Sammo Hung? You don't say.


----------



## dinosaurdammit (Aug 7, 2011)

Hendly Devin said:


> no.... no..... vin diesel.... just no... -.-



YOU SHUT YOUR MOUTH >:C
OR I INFRACT >:V


----------



## Bliss (Aug 7, 2011)

I have no idea. The mass media doesn't really serve to my tastes. D:<


----------



## Antonin Scalia (Aug 7, 2011)

Daniel Fucking Craig


----------



## Littlerock (Aug 7, 2011)

error: cannot define "sexy"
- execute "['ASEX]" 

-   set;  [argue= 'eye_candy']
;[/null] [argue] if:

-  [shitpost]

Since I don't find anything 'sexy', I'd like to input that Yul Brenner wasn't hard on the eyes when he was still livin'.


----------



## Kranda (Aug 7, 2011)

Antonin Scalia said:


> Daniel Fucking Craig



This guy and Pierce Brosnan cause they both played my favorite movie character and one of them shares my first name.


----------



## greg-the-fox (Aug 7, 2011)

David Tennant c:


----------



## CannotWait (Aug 7, 2011)

greg-the-fox said:


> David Tennant c:



Who? :V


----------



## Fenrari (Aug 7, 2011)

greg-the-fox said:


> David Tennant c:



FYCJUB++ YES!!!


----------



## Antonin Scalia (Aug 7, 2011)

Kranda said:


> This guy and Pierce Brosnan cause they both played my favorite movie character and one of them shares my first name.



yessssssssssss


----------



## Azure (Aug 7, 2011)

So many boys.
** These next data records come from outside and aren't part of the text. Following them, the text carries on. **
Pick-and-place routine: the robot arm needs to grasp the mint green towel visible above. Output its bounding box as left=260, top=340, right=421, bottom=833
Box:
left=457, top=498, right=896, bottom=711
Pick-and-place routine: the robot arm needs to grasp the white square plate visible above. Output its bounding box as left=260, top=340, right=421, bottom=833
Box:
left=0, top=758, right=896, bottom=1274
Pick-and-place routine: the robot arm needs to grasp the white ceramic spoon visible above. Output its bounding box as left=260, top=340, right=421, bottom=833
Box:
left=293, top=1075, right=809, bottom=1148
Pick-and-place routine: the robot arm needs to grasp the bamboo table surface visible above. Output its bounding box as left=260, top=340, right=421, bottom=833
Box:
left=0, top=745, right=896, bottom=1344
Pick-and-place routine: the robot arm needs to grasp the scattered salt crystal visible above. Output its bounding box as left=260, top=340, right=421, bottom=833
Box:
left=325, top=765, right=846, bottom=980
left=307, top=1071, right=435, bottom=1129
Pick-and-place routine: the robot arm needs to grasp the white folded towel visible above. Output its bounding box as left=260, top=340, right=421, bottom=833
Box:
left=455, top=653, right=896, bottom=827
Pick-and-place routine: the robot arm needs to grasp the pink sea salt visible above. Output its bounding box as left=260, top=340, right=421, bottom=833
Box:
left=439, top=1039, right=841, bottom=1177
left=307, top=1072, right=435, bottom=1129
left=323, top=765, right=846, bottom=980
I cannot pick just one :c


----------



## Cain (Aug 7, 2011)

Would it be wrong to say Jacoby Ellsbury? Now that might not sound wrong, but I'm a Yankees fan D:
:V


----------



## Bliss (Aug 7, 2011)

Jagged Edge said:


> Would it be wrong to say Jacoby Ellsbury? Now that might not sound wrong, but I'm a Yankees fan D:
> :V


I always said baseball is gay. :V


----------



## Cain (Aug 8, 2011)

Run Jacoby, run.


----------



## Tiger In A Tie (Aug 8, 2011)

Is Jared Padalecki taken?


----------



## Antonin Scalia (Aug 8, 2011)

Nightfire Tiger said:


> Is Jared Padalecki taken?



gross


----------



## CAThulu (Aug 8, 2011)

Nightfire Tiger said:


> Is Jared Padalecki taken?



That guy is freaking TALL!  *G*


----------



## Ley (Aug 8, 2011)

*DAVE
MOTHERFUCKING
GROHL
*


----------



## Schwimmwagen (Aug 8, 2011)

My picks would be Richard Hammond, David Tennant, Alan Rickman, Rik Mayall, and I also kinda like Vinnie Jones.

And myself, of course!


----------



## CannotWait (Aug 8, 2011)

Gibby said:


> My picks would be Richard Hammond, David Tennant, Alan Rickman, Rik Mayall, and I also kinda like Vinnie Jones.
> 
> And myself, of course!



*shrugs* I'd vote Gibby.


----------



## Fay V (Aug 8, 2011)

David Tennant in a kilt




I think i need to go lay down now


----------



## Kranda (Aug 8, 2011)

Why are you people obsessed with David Tennant. Is it because he plays doctor who?


----------



## Schwimmwagen (Aug 8, 2011)

Kranda said:


> Why are you people obsessed with David Tennant. Is it because he plays doctor who?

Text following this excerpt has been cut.